My article last week in Above The Law was entitled “Should Men Use Botox?  Ask The Thirtysomethings Who Want To Look Young Again.”

Its about workplace age discrimination in a world with an aging population.

I wrote that “Sigh … we all get old.  Hopefully. …

Age is the only protected category under the employment discrimination laws that we all hope we enter. (Except for pregnancy, I guess, which eliminates a lot of us).  We may hope to become old, but the workplace has yet to become welcoming – or accepting.”

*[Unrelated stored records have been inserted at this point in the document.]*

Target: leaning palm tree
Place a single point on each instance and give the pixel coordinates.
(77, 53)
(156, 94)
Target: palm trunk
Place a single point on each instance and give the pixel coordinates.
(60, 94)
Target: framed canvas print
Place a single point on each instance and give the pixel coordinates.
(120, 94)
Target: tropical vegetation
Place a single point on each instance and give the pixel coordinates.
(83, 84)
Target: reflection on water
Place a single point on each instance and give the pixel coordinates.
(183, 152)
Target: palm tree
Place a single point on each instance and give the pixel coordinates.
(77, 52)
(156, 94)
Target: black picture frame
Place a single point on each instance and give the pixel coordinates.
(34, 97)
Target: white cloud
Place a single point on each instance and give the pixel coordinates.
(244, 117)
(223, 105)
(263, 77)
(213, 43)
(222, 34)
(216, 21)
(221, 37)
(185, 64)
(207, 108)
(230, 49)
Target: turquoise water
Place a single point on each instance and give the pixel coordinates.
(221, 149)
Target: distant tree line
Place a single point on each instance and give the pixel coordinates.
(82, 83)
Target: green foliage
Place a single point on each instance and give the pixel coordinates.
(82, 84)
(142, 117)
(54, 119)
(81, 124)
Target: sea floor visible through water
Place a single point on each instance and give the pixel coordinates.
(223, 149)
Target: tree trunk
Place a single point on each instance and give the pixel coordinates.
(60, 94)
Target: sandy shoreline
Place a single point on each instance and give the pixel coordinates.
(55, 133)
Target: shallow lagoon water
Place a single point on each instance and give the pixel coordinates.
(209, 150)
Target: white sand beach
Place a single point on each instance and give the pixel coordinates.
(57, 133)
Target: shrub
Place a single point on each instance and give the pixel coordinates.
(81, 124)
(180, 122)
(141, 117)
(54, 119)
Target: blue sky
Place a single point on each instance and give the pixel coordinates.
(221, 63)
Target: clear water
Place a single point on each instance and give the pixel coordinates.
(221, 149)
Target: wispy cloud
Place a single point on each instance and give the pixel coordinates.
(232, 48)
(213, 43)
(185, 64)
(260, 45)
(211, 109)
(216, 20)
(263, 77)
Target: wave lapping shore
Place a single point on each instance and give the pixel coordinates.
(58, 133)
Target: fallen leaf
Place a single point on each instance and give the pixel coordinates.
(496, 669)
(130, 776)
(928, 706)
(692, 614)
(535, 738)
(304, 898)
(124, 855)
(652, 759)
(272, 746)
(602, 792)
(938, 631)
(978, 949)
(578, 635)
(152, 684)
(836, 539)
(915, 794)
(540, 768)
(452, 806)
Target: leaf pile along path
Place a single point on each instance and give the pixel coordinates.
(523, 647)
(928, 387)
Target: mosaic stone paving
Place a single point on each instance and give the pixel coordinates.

Well, I received an unexpected and much appreciated Twitter endorsement of my article from Ashton Applewhite, to whose New York Times piece last September I devoted an entire blog post.

Ashton Applewhite
@thischairrocks
@richard09535496 Excellent piece, I’m circulating it. You’d like my book, This Chair Rocks: A Manifesto Against Ageism. amzn.to/1oL6gNh

 

Since he has written the definitive work on ageism today, “This Chair Rocks: A Manifesto Against Ageism,” I want to re-print my previous post about his NYT article, see below.

From September, 2016:

“You’re How Old? We’ll Be in Touch (by Ashton Applewhite In The NYT)”

I’ve written a lot about ageism, age discrimination, studies and stereotypes about older workers, the ADEA, and everything related.

But surely not nearly as well as Ashton Applewhite, author of “This Chair Rocks: A Manifesto Against Ageism,” and a short piece published in the Review Section of tomorrow’s New York Times.

I want to quote the entire NYT article, but can’t and won’t.  I will just give a short, truncated quote and leave it to you to read his work – it deserves more than a few readings.

He says that “In 2016, almost 20 percent of Americans 65 and older are working. … These older people represent a vast well of productive and creative potential. Veteran workers can bring deep knowledge to the table, as well as well-honed interpersonal skills, better judgment than the less experienced and a more balanced perspective. … Why, then, are well over a million and a half Americans over 50, people with decades of life ahead of them, unable to find work? …

The problem is ageism … [a] dumb and destructive obsession with youth so extreme that experience has become a liability. … Age discrimination in employment is illegal, but two-thirds of older job seekers report encountering it.”

His piece is full of anecdotes, studies, statistics, sad stories, and not just a little anger.

He concludes:  “Confronting ageism means joining forces. It means seeing older people not as alien and ‘other,’ but as us — future us, that is.”